My entire family fell in LOVE with this gelato, I tell ya! Instead of making my own mango puree, I just bought fresh unsweetened mango puree from the baking store.
- Mango Puree:
- Peel and cut the mango into pieces. Squeeze as much flesh off as possible. Blend it in the blender or food processor along with the lemon juice. Strain the mango mix into a bowl, so that the stringy bits are eliminated from the puree. You should have about 1 1/4 cups mango puree.
- Gelato base:.
- Whisk egg yolks and sugar till pale and lemony.
- In a medium/heavy saucepan, bring milk and cream to a simmer. Turn off heat and whisk half of the mixture into the yolks.
- Return everything to the sauce pan over a very low heat and keep on stirring it till it thickens.

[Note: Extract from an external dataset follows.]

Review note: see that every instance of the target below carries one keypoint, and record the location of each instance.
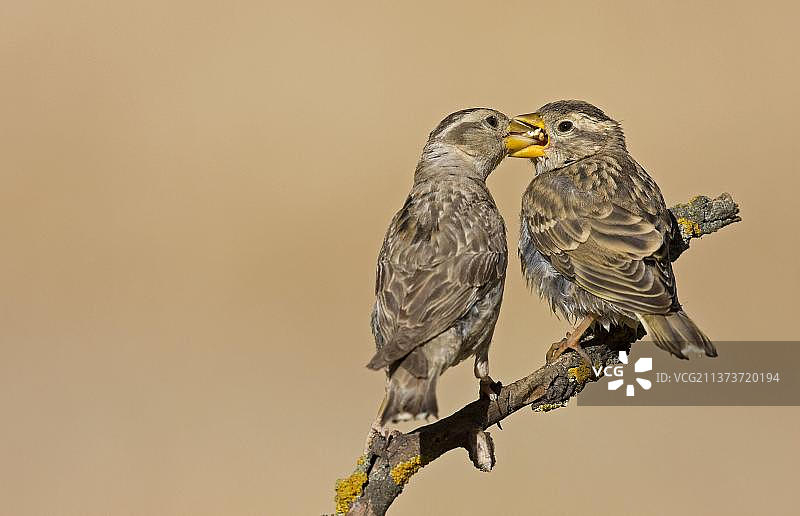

- Remove from heat and strain it into a large bowl. Let it cool for 5 or 6 minutes and then mix in mango puree.
- Refrigerate overnight.
- 10 mins before processing in the ice cream machine, put the mango custard into the freezer and also put the ice cream dasher into the freezer. (this SHOCKS the mix so that not much air is whipped in).
- Process in your ice cream maker.
My first taste and attempt at Gelato. Thought it was great but don't have anything to compare it to. Made it for guests who also thought it was fabulous. I also took another reviewers suggestion of making this with canned pineapple and we loved it.
I thought 1 c sugar might make it too sweet but not at all (although that depends on the sweetness of the mangoes used I guess). We didn't have the regular milk on hand (we drink 1%) so I use 3/4 c whipping cream + 1/2 cup half n half + 1 cup 1% milk. Mine turned out fluffy and silky (so more like regular ice cream than gelato). Nevertheless, it's delicious! P.S. It's also great with sweet coconut milk sauce.
As my two year old son says "nummy!" Great recipe, silky, rich and lots of mango flavor. I used 3 ataulfo mangoes, 1/2 of the sugar called for and substituted half & half for the cream to cut down on calories and I still love it!